Friday, October 30, 2009

So-Called Political Correctness

“‘[P]olitical correctness’ isn’t a real thing. Rather, the term is a sort of catch-all charge that’s used against people who ask for more sensitivity to a particular cause than we're willing to give — a way to dismiss issues as frivolous in order to justify ignoring them. It’s a way to say that their concerns don't deserve to be voiced, much less addressed.”   —Amanda Taub,

I wanted to post something before the month was through, so I thought that I would reprint another letter of mine that was published in the Los Angeles City Beat, this one on June 2, 2007:

Thanks to Thomas M. Sipos for his informative letter on so-called “political correctness” [Re: Letters, May 26]. However, I don’t think that the letter dealt fully with the use of the phrase by the political right.

The right’s negative use of the term “political correctness” may have begun as an objection to ill-advised campus speech codes, as Mr. Sipos says, but it didn’t stay there.

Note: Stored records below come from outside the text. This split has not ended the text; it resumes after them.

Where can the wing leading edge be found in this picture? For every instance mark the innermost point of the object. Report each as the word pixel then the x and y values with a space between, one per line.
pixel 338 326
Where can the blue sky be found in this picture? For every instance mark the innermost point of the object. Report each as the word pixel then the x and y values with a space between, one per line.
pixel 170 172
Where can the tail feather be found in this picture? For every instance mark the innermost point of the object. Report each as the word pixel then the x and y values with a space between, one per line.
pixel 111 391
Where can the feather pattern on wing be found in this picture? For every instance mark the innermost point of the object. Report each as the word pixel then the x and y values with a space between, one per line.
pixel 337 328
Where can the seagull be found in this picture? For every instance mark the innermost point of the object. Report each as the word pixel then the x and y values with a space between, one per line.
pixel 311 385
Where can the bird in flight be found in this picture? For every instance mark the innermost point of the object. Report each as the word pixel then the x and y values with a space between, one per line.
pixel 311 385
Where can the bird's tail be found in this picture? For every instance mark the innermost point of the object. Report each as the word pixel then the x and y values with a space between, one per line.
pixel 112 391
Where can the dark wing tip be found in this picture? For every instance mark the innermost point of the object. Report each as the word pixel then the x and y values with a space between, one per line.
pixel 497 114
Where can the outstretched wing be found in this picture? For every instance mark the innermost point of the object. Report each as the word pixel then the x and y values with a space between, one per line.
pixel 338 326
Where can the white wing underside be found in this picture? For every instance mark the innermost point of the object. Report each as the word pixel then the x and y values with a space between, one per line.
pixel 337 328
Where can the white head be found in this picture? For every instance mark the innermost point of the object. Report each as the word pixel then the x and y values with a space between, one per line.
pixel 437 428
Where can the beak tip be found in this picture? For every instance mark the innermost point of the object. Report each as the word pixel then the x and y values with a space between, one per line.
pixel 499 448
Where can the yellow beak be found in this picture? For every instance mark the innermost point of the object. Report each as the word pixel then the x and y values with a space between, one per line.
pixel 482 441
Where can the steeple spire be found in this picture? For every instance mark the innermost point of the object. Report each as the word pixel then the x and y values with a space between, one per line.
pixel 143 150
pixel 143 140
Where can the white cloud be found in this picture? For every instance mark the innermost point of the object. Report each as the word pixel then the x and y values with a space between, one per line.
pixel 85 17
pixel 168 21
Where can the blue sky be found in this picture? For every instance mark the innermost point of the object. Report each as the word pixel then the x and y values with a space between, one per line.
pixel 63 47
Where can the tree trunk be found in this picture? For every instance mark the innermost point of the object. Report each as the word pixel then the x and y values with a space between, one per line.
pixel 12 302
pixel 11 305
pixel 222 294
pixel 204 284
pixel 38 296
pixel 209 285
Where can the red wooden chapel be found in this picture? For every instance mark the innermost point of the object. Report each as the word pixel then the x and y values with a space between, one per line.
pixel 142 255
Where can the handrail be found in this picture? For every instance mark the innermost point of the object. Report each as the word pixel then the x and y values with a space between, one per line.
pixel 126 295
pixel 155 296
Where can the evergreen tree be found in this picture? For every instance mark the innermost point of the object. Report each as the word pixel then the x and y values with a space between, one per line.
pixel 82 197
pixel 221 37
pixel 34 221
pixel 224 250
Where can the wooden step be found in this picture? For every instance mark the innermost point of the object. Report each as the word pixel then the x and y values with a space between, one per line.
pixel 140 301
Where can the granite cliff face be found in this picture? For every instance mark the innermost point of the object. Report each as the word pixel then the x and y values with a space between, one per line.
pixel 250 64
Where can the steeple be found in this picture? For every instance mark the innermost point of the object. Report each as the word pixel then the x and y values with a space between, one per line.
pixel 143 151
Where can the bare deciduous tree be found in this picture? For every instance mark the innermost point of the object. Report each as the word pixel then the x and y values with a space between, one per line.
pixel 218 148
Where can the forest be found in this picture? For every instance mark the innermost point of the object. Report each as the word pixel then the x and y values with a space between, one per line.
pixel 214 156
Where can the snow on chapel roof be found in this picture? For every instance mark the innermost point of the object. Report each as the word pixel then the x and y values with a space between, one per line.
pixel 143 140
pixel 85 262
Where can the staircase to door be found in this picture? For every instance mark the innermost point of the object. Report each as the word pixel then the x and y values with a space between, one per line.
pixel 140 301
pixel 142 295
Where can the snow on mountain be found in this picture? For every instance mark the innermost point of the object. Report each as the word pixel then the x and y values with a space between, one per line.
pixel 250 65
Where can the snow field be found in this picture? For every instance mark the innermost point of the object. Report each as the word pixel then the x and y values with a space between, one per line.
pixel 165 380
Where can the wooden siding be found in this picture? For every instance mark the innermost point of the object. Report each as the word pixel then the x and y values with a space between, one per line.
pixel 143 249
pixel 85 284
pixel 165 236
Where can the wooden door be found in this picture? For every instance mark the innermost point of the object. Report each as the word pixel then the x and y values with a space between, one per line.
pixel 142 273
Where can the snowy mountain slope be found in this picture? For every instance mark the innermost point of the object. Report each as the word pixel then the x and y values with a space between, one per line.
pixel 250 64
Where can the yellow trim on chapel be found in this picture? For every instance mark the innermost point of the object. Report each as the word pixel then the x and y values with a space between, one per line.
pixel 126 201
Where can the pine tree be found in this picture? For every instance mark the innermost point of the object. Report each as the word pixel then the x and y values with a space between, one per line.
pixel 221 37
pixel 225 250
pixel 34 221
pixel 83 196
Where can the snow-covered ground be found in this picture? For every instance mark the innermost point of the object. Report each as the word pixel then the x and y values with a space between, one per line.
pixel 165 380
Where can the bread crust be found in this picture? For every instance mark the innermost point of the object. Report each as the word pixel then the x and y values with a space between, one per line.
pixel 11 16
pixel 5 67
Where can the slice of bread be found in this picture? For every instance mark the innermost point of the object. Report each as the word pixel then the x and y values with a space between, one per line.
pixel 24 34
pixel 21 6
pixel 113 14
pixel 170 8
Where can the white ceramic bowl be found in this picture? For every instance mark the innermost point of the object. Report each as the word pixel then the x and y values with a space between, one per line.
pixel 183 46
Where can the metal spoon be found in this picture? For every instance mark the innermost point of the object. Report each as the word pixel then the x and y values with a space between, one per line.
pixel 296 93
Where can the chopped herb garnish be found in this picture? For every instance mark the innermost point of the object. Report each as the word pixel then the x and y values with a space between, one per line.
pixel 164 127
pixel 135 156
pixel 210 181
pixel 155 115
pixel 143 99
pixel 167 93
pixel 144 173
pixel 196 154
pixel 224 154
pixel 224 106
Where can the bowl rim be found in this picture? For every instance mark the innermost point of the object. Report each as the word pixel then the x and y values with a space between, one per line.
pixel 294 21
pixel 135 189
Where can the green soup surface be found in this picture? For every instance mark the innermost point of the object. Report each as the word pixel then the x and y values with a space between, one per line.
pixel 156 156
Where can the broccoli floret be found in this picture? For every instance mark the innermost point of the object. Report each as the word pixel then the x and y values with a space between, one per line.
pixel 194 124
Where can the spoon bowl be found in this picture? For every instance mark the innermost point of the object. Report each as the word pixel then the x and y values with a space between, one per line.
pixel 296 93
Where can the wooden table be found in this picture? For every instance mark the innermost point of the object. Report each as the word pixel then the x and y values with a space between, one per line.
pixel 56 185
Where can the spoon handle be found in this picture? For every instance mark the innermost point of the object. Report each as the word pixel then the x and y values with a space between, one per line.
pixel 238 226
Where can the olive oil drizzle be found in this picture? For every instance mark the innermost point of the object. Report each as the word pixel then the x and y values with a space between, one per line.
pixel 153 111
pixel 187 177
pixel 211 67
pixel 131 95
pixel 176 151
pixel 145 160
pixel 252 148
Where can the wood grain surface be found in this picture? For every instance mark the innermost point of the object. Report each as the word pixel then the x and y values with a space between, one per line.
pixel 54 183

The term eventually came to be used against many kinds of liberal thought on the presumption that voicing conservative opposition to those thoughts was a daring thing to do. Before long, conservatives were using the phrase … well … liberally to characterize virtually all left-of-center opinions — however well-reasoned and well-argued — as inherently unthinking and doctrinaire.

Today, “political correctness” in the right’s imagination has taken on the dimensions of a pervasive, oppressive ideology that dwarfs conservatism. As a result, even though conservatives control both the White House and Congress (and the Supreme Court as well), and even though conservative organizations are much better financed than liberal ones, the right can still play the underdog courageously standing up to a monstrous behemoth. In other words, the idea of “political correctness” allows Goliath to masquerade as David.

The phrase “political correctness” wouldn’t be as problematic if it were popularly applied to conservative dogma in the way that it’s applied to more liberal ideas. But when George W. Bush refuses to consider further government funding of promising stem-cell research for ideological reasons, or when a conservative commentator instantly dismisses a substantive opposing argument as “liberal whining,” such right-wing inflexibility isn’t usually characterized as “political correctness.”

Update, August 7, 2015: I have added the quote from’s Amanda Taub at the top of the post.